For the first time the expected value of a lotto ticket is greater than its cost - tomkwok
http://www.theguardian.com/science/2016/jan/09/national-lottery-lotto-drawing-odds-of-winning-maths
======
garethrees
The Guardian quotes Adam Rivers of KPMG as saying, “You’d need close to all 50
million eligible people in the UK to purchase at least one ticket in order for
the expected value to go below the £2 purchase price”

The Telegraph reports that 47 million tickets were sold.
[http://www.telegraph.co.uk/news/uknews/12089331/lottery-
resu...](http://www.telegraph.co.uk/news/uknews/12089331/lottery-results-
tickets-lotto-jackpot-tv-channel-time-live.html)

------
DrScump
Isn't it false to say "the expected value of a lotto ticket is greater than
its cost" as opposed to "the expected _cumulative_ value of _all_ lotto
tickets is greater than their total cost"?
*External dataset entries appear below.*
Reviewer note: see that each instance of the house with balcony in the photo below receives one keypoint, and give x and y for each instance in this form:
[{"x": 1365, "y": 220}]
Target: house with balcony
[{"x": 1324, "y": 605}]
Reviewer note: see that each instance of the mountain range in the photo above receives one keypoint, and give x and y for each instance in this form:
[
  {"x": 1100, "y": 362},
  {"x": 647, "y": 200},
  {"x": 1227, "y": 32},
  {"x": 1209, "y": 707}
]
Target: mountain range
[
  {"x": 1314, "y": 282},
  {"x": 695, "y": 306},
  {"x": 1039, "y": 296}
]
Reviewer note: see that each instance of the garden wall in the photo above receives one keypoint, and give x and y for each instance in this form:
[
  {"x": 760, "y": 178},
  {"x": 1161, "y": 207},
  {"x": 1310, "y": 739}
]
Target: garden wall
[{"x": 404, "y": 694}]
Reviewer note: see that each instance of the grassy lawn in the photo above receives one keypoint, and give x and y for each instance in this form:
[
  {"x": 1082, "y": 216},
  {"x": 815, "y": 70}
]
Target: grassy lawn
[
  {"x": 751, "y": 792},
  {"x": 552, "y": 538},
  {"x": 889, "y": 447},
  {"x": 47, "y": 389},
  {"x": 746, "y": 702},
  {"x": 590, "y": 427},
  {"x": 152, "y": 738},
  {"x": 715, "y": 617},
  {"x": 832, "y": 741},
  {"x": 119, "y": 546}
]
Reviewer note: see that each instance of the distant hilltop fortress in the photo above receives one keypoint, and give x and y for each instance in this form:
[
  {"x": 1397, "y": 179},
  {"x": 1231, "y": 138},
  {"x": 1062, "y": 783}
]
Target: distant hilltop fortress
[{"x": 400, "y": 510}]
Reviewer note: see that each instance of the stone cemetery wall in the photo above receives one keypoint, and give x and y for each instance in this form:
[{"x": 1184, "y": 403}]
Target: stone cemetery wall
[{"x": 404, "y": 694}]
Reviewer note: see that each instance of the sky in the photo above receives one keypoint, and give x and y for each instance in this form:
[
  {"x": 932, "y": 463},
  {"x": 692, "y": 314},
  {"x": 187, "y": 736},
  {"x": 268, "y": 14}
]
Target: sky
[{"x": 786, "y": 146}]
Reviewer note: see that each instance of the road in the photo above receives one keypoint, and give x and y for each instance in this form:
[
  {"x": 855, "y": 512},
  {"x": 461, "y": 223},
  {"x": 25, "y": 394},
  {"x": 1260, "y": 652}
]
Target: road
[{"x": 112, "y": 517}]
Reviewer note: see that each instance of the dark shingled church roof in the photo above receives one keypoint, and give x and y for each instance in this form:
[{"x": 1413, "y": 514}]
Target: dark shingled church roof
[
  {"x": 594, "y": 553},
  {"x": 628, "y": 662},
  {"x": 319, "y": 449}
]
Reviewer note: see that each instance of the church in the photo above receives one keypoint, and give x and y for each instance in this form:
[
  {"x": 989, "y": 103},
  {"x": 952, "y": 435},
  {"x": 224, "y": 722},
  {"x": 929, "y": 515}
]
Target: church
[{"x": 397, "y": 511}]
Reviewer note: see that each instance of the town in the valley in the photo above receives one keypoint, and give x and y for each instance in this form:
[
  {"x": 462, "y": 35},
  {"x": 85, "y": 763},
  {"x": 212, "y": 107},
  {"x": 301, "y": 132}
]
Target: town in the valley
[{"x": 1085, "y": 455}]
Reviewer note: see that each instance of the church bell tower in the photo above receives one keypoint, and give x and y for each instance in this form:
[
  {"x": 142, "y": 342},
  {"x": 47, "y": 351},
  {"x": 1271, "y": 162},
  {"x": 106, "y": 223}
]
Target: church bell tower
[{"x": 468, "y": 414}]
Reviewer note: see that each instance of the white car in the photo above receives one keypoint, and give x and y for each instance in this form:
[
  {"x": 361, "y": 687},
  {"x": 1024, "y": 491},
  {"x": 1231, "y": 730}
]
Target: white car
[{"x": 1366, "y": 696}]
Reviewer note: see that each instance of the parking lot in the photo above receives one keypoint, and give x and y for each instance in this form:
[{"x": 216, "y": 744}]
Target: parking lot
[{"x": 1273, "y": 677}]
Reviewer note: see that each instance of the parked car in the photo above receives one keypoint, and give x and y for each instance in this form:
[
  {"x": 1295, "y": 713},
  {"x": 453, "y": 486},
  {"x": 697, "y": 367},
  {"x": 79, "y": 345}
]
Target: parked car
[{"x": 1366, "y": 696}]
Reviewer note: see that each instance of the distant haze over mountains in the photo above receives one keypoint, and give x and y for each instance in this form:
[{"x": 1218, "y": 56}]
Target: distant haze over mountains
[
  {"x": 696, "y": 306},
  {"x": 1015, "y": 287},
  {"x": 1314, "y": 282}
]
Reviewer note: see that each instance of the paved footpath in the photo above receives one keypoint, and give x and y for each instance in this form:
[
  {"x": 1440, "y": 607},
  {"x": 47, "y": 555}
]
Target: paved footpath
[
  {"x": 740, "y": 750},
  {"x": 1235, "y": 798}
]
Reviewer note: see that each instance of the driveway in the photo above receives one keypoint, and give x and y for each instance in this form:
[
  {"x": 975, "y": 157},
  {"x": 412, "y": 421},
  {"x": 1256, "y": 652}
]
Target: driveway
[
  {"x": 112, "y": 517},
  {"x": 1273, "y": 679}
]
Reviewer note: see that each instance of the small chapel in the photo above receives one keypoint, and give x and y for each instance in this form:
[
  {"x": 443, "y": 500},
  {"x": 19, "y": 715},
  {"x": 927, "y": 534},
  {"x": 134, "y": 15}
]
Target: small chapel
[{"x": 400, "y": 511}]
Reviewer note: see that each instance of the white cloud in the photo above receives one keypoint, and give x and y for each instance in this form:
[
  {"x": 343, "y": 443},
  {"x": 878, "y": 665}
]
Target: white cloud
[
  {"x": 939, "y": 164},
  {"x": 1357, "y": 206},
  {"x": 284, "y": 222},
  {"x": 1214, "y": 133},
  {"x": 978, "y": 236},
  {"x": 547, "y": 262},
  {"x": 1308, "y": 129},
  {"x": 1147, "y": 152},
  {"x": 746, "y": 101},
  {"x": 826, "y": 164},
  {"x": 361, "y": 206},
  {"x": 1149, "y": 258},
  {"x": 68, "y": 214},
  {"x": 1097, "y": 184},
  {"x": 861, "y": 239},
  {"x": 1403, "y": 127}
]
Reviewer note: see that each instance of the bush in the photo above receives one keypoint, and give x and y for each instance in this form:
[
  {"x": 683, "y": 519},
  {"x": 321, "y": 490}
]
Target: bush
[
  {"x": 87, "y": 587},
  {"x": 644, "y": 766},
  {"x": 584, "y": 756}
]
Because, a given ticket can only have the values of jackpot (or share
thereof), intermediate prize (or share thereof), or zero (most being zero).

------
thaumasiotes
This wouldn't be the first time; positive EV lotteries have happened often in
the past.

------
ErikVandeWater
Interesting, but it shouldn't change people's behavior that the expected value
is positive. If you buy lottery tickets just for fun, then you will still buy
it, but if you are considering buying it for the utility it will generate it
still has a negative expected utility (because any amount of money over say -
10 million Euro - has incredibly small impact on your happiness, whereas those
2 pounds you spent on the ticket have a much greater effect on your utility).